In a track-by-track commentary of That's the Spirit for Spotify, the frontman added that "True Friends" is about "coming to peace with [anger] ... [and] letting those people know that I can forget but never forgive". In his review of That's the Spirit, David Renshaw for the NME claimed that on "True Friends", Sykes "maintains a sense of paranoia and emotional vulnerability amid the cavernous sounds". The song has been noted to "unleashed their [Bring Me the Horizon] inner emo kid".

==Music video==
The music video for "True Friends" was directed by Bring Me the Horizon frontman Oliver Sykes and released on 5 November 2015. Described as a "murder mystery revolving around a family" by TeamRock's Luke Morton, it features a story which "centers on a detective (Steve Oram) who is being haunted by his own past misdeeds". The video was praised by Loudwire's Chad Childers, who described it as "a powerful storytelling tool" and "one of the more chilling and intense videos of the year". Similarly, DIY magazine's Jamie Milton praised the video's "thriller epic plot" and dramatic nature. In November, the band also released a video of their live performance of the song at Webster Hall in New York City earlier in the year.

==Critical reception==
Writing for Gigwise, Will Butler claimed that "True Friends" was "in keeping with the more accessible sounds of 'Happy Song' and 'Throne'", describing it as "aggressive". Rock Sound writer Andy Biddulph dubbed it an "angsty, fist-pumping arena rock anthem" which he claimed was "ready-made for pyro blasts and sold-out arenas". Emmy Mack of Music Feeds claimed that "True Friends" was "bordering dangerously on emo", as well as describing it as the track which is closest to the post-hardcore genre on the album. On the other hand, AllMusic's James Christopher Monger criticised the main hook of the song, which he described as a "second-hand embarrassment-inducing" lyric.

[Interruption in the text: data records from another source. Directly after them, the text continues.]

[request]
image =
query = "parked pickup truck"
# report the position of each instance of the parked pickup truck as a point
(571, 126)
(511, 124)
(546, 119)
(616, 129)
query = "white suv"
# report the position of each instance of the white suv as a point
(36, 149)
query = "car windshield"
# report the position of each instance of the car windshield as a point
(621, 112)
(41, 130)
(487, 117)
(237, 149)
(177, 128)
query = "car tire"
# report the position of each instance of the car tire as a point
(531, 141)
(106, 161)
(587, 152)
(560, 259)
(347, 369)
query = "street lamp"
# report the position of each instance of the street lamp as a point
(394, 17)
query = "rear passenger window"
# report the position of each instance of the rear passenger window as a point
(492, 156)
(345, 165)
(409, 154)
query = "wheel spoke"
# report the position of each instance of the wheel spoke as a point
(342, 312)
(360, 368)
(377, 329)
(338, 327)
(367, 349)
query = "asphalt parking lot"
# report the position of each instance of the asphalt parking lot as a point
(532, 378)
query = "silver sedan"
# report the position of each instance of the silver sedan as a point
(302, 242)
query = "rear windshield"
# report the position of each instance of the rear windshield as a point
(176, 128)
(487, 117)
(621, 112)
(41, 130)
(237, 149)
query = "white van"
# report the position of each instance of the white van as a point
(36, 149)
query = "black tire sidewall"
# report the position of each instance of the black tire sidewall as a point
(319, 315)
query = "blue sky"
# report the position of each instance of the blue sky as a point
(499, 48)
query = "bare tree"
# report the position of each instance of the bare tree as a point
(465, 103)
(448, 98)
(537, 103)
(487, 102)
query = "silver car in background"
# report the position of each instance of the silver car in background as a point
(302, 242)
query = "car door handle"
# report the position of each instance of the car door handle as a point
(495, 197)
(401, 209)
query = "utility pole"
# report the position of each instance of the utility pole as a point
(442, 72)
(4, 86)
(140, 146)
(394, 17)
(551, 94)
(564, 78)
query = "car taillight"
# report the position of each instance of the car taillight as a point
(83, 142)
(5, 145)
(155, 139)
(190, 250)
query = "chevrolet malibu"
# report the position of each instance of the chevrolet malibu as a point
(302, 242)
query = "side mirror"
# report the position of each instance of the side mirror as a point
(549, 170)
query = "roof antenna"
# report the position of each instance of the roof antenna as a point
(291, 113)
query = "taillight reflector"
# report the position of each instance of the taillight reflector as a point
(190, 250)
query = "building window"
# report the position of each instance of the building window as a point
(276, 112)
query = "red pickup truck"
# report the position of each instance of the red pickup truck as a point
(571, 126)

==Commercial performance==
"True Friends" entered the UK Rock & Metal Singles Chart at number 2 on 28 August 2015, before registering on the main UK Singles Chart at number 91 three weeks later. After moving up and down the top ten for a number of weeks, it later topped the UK Rock & Metal Singles Chart on 27 November, replacing Fall Out Boy's "Centuries". In the United States, the track reached number 22 on the Billboard Hot Rock Songs chart. Elsewhere, it peaked at number 74 on the Belgian Ultratip chart in the Flanders region.

==Personnel==
Credits adapted from Tidal.

Bring Me the Horizon
- Oliver Sykes – lead vocals, production, composition, programming
- Lee Malia – guitars, composition
- Matt Kean – bass, composition
- Matt Nicholls – drums, composition
- Jordan Fish – keyboards, synthesizers, programming, percussion, backing vocals, production, composition, engineering

Additional musicians
- Maddie Cutter – cello
- Will Harvey – violin

Additional personnel
- Al Groves – engineering
- Sam Winfield – engineering
- Nikos Goudinakis – assistant engineering
- Ted Jensen – mastering
- Dan Lancaster – mixing

==Charts==

Chart performance for "True Friends"
| Chart (2015) | Peak position |
|---|---|
| Belgian Singles (Ultratip Flanders) | 74 |
| UK Singles (OCC) | 91 |
| UK Rock & Metal (OCC) | 2 |
| US Hot Rock & Alternative Songs (Billboard) | 22 |

==Certifications==

Certifications for "True Friends"
| Region | Certification | Certified units/sales |
| Australia (ARIA) | Platinum | 70,000^{‡} |
| Brazil (Pro-Música Brasil) | Gold | 30,000^{‡} |
| Poland (ZPAV) | Gold | 10,000^{‡} |
| United Kingdom (BPI) | Silver | 200,000^{‡} |
^{‡} Sales+streaming figures based on certification alone.